Ensemble-Based

Background

Recommender system is the generalization of a classification algorithm. The difference is explained by this figure.

The only difference is that missing entries can occur in any column. Nevertheless, the bias-variance structure still remain. $Error = Bias^2 + Var + Noise$

For reference, to apply a classification algorithm into recommender system, two steps are needed. First, one item has to be regarded as a target variable, and other items as independent variables. Second, the target variable should move from first column to last column, the $n$ algorithms work.

How to work

When one can access different data sources, one can make a more robust inference by combining several models together.

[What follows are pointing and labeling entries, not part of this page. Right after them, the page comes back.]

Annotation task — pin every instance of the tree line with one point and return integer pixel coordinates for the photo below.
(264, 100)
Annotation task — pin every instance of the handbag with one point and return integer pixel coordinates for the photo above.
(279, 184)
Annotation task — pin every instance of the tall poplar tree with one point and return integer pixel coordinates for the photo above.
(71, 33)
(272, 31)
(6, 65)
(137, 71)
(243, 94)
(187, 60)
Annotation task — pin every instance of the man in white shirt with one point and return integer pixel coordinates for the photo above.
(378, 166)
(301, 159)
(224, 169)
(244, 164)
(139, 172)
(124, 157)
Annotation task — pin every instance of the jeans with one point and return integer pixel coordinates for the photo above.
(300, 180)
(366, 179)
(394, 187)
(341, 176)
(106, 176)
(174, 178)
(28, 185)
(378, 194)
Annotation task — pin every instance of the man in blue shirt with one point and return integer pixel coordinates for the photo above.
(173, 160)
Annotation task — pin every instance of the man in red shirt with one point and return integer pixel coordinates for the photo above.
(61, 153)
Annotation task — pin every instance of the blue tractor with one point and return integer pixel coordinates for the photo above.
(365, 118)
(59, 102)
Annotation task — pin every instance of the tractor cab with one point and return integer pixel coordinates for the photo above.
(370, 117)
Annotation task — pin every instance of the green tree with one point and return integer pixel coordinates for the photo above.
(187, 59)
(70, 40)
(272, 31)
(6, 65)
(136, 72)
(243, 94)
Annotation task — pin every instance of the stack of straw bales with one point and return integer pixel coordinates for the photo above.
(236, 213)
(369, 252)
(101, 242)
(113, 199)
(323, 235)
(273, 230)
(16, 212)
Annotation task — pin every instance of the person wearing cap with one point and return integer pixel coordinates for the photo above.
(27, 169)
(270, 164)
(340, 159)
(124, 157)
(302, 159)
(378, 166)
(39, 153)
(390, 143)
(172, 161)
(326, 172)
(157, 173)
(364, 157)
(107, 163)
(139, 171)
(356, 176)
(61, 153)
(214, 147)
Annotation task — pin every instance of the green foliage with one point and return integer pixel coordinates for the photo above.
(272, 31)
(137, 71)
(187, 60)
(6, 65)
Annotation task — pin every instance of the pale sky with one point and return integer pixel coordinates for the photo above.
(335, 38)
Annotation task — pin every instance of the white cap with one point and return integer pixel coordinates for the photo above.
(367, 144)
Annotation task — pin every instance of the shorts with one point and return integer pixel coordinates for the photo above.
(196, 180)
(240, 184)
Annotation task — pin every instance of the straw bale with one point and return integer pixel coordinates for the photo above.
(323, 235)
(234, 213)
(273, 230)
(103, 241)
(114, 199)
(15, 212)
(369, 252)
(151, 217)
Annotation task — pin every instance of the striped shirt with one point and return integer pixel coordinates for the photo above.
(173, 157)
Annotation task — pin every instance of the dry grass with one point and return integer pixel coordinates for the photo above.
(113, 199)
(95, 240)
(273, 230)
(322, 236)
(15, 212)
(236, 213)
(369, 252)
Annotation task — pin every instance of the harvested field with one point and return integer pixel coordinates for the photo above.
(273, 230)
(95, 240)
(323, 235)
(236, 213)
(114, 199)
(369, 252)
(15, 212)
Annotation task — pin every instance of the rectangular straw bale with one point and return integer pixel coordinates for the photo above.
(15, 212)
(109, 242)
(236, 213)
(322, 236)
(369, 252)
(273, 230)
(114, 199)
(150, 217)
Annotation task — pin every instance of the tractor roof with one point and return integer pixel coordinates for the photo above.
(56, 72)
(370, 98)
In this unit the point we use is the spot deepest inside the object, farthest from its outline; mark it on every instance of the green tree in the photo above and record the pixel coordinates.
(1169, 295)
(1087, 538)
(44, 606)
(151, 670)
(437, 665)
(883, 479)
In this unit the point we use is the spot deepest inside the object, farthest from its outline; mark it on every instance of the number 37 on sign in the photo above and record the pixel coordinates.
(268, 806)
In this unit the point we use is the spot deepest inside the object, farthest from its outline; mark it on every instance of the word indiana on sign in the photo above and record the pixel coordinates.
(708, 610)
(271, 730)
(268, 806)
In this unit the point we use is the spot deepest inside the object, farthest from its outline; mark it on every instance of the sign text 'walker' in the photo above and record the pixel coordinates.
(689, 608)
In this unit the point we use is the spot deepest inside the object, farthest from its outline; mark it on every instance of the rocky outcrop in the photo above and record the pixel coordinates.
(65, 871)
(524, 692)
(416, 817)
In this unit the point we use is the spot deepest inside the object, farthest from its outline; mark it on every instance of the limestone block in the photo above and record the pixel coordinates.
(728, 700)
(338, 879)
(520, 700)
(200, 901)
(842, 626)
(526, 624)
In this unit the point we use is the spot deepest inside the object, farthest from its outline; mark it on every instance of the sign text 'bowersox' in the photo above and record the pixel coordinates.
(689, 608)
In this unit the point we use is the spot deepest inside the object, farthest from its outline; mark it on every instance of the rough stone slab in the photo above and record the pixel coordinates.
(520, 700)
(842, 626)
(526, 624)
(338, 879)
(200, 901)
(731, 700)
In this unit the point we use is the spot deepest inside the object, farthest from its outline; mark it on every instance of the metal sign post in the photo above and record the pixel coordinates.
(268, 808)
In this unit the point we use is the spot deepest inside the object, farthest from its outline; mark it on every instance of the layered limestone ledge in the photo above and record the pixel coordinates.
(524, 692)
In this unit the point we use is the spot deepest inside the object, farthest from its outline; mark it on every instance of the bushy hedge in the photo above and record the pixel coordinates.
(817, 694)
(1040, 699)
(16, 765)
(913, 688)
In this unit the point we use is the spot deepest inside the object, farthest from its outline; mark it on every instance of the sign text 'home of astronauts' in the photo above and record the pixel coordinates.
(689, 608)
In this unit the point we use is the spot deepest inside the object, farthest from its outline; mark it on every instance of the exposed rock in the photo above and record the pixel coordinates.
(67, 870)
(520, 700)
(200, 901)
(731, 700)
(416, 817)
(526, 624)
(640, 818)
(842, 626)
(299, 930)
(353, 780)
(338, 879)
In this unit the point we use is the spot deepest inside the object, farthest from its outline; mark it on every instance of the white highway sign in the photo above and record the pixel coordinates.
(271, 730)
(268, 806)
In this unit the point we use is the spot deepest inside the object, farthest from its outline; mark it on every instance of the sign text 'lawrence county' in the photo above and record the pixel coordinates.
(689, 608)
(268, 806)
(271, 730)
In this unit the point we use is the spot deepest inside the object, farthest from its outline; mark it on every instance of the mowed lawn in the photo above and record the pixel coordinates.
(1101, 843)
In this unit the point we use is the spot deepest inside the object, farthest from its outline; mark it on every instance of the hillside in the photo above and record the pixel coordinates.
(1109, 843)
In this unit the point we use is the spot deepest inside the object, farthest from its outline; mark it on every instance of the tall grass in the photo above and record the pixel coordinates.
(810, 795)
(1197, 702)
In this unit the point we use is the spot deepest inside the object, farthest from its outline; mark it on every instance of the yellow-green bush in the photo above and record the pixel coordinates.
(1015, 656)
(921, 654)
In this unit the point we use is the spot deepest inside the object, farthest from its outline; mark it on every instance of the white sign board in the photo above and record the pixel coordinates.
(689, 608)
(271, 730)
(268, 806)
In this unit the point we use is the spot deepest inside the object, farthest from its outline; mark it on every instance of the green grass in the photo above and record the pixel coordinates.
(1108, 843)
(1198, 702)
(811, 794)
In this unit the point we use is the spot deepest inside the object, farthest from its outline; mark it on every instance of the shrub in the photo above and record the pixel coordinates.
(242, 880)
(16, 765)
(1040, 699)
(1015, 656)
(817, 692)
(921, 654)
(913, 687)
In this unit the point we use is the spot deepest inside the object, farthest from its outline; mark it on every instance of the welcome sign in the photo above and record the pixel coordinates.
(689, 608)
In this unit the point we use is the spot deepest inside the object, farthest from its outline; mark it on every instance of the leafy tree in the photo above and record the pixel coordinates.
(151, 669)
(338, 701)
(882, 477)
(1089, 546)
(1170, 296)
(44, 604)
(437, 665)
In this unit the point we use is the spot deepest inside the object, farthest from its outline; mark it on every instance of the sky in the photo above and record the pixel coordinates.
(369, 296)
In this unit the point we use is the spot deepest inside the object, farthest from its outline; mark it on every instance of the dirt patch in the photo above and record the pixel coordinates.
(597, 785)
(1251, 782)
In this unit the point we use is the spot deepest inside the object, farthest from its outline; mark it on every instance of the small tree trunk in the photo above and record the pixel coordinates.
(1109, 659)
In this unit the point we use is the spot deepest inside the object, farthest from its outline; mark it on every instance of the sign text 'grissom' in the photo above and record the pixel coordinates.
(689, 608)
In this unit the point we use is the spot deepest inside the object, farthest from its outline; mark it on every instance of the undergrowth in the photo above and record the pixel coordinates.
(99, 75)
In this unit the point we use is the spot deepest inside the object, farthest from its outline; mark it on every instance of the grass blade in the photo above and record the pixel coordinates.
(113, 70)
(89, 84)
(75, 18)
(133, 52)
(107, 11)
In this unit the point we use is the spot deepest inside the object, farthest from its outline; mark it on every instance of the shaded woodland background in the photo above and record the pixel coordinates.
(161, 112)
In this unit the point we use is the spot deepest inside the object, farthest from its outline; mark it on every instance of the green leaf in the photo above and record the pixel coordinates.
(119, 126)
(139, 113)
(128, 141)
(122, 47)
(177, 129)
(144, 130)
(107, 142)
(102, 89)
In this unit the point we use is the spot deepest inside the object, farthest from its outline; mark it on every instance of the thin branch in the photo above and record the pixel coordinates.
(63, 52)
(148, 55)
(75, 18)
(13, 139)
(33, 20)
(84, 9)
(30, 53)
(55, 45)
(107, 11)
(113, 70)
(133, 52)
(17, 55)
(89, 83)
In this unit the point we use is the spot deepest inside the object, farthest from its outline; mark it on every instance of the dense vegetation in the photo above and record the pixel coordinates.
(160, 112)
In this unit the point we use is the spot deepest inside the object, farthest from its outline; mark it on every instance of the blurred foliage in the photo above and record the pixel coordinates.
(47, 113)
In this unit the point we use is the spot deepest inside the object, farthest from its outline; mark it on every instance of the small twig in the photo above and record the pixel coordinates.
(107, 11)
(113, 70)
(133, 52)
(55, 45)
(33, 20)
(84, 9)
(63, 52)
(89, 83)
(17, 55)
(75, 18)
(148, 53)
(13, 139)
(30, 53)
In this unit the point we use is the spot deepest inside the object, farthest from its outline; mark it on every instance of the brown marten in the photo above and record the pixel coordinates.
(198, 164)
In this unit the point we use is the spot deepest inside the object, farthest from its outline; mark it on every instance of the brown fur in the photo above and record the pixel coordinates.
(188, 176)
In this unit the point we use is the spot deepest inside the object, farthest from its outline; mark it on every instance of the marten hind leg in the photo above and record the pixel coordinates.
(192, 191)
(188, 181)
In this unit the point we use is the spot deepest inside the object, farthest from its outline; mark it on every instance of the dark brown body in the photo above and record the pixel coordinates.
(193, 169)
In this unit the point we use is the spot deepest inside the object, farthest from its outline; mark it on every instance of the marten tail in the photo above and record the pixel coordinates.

Ensemble design: $\hat{R}_k$ is the prediction matrix of $m$ users for $n$ items by the $k_{th}$ algorithm, where $k \in \{1,...,q\}$ . The final result can be a weighted average of $\hat{R}_1,...,\hat{R}_q$ . In some sequential ensemble algorithm, $\hat{R}_k$ may depend on the previous output $\hat{R}_{k-1}$ . In other cases, outputs may not be directly combined. One output can also be used as an input to the next output.
Monolithic design: An integrated recommendation algorithm is created by using various data types.
Mixed system: TV program is a composite entity containing multiple items, so the combination of the items creates the recommendation.

Weighted Hybrids

Key concept: You can mix the concepts of choosing optimal weight and linear regression!! 🔥

\hat{R}=\sum^q_{i=1}\alpha_i \hat{R}_i

$\hat{R}_1,...,\hat{R}_q$ is the $m \times n$ completely specified ratings matrices, in which the unobserved entries are predicted by $q$ different algorithms. To determine the value of $\alpha_i$ , we need to evaluate the metric like MSE of MAE.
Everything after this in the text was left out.